И не просто на одиночество! На одиночество в незнакомой обстановке, которая может показаться враждебной.
Как он смел предполагать, что Беби достаточно уже того, что он вступил с нею в брак?
Еще одно воспоминание. Еще одна ускользнувшая от него особенность душевного склада — нет, не Беби, а его самого. Она лежала в клинике. С минуты на минуту должны были начаться роды. Он настоял, что будет присутствовать — по крайней мере, при первых схватках. Держал ее за руку, неудобно сидя на стуле, но ему не удавалось полностью отключиться от жизни за стенами клиники. Между двумя схватками Беби чуть не с мольбой спросила:
— Ты все-таки хоть немного любишь меня, Франсуа?

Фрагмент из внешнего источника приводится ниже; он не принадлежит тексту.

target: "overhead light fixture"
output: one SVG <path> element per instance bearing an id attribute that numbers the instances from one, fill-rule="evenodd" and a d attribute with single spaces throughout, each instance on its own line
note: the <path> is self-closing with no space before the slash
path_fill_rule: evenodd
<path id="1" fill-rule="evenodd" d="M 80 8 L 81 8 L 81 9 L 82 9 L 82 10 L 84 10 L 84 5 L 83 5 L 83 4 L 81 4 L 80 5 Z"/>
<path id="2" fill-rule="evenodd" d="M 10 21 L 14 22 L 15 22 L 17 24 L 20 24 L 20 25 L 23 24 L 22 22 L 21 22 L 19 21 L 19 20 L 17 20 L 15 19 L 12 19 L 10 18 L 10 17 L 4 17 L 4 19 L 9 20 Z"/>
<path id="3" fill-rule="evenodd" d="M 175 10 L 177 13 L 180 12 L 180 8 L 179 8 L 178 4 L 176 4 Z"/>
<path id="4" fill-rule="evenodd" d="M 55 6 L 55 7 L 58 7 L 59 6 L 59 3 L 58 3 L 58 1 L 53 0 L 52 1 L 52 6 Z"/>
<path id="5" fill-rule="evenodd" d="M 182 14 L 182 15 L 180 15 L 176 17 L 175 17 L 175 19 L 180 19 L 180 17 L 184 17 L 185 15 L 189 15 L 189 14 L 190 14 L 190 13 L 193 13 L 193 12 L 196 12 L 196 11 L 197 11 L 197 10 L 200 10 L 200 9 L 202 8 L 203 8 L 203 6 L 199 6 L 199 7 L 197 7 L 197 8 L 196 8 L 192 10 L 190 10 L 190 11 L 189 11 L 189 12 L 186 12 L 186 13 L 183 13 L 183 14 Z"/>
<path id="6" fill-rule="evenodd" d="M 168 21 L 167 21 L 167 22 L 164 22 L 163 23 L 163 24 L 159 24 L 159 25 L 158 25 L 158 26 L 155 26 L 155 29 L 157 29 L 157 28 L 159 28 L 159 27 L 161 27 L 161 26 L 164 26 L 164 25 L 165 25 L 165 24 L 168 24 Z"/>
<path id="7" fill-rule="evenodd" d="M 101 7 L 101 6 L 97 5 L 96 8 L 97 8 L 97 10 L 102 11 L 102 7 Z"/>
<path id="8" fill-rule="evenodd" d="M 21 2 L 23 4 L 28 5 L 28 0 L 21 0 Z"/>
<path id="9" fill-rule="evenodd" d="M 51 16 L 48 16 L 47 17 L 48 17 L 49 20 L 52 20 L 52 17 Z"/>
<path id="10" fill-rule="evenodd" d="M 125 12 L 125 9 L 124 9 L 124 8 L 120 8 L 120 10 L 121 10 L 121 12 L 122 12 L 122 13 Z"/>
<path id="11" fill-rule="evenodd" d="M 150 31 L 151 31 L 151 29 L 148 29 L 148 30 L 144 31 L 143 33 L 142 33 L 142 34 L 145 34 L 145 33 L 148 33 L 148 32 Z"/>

И он ответил, не колеблясь, уверенный в своей правоте:
— Если бы я тебя совсем не любил, то не женился бы на тебе.
Она повернула голову, и через минуту лицо ее снова исказилось от боли. Когда несколько часов спустя, еще оглушенная анестезией, она раскрыла полуслепые от мук глаза и ей показали ребенка, Беби первым делом спросила:
— Он похож на тебя?
У Франсуа навернулись слезы. Десятью минутами позже, уходя из клиники, он чувствовал на сердце грусть. Но вытащил из кармана ключ зажигания, дал газ и помчался по улице, залитой солнцем.
Через сто метров все было кончено, забыто. Он снова стал прежним Франсуа Донжем. Снова прочно вошел в ту сферу жизни, которую считал реальной.
Сколько же лет Беби билась в пустоте?
Она напоминала ему теперь мошку, которую он как-то вечером видел в Каштановой роще. Мошка упала в ручей. Сначала не понимала, что это конец. Шевелила лапками, хлопала крылышками, словно эти усилия могли помочь ей подняться в воздух. Но только кружилась на месте. Тут с дуба слетел лист, образовался плавучий островок, и Франсуа надеялся, что мошке удастся на него выбраться. Некоторое время она не двигалась. Может быть, устала или из осторожности не хотела тратить последние силы. Потом снова отчаянная борьба, неимоверные усилия, новые, все более широкие круги на воде, переливающейся, как муар. Но крылышки уже намокли. Они тянули мошку в глубину. Каким бездонным черным провалом, какой беспредельной бездной представлялась ей темная ледяная вода!
Привалившись плечом к склонившейся иве, Франсуа курил.
— Кому суждено…
Чувствовала ли мошка, что дубовый листок — спасение для нее? Она шевелила лапками, но они, намокнув, двигались все слабее.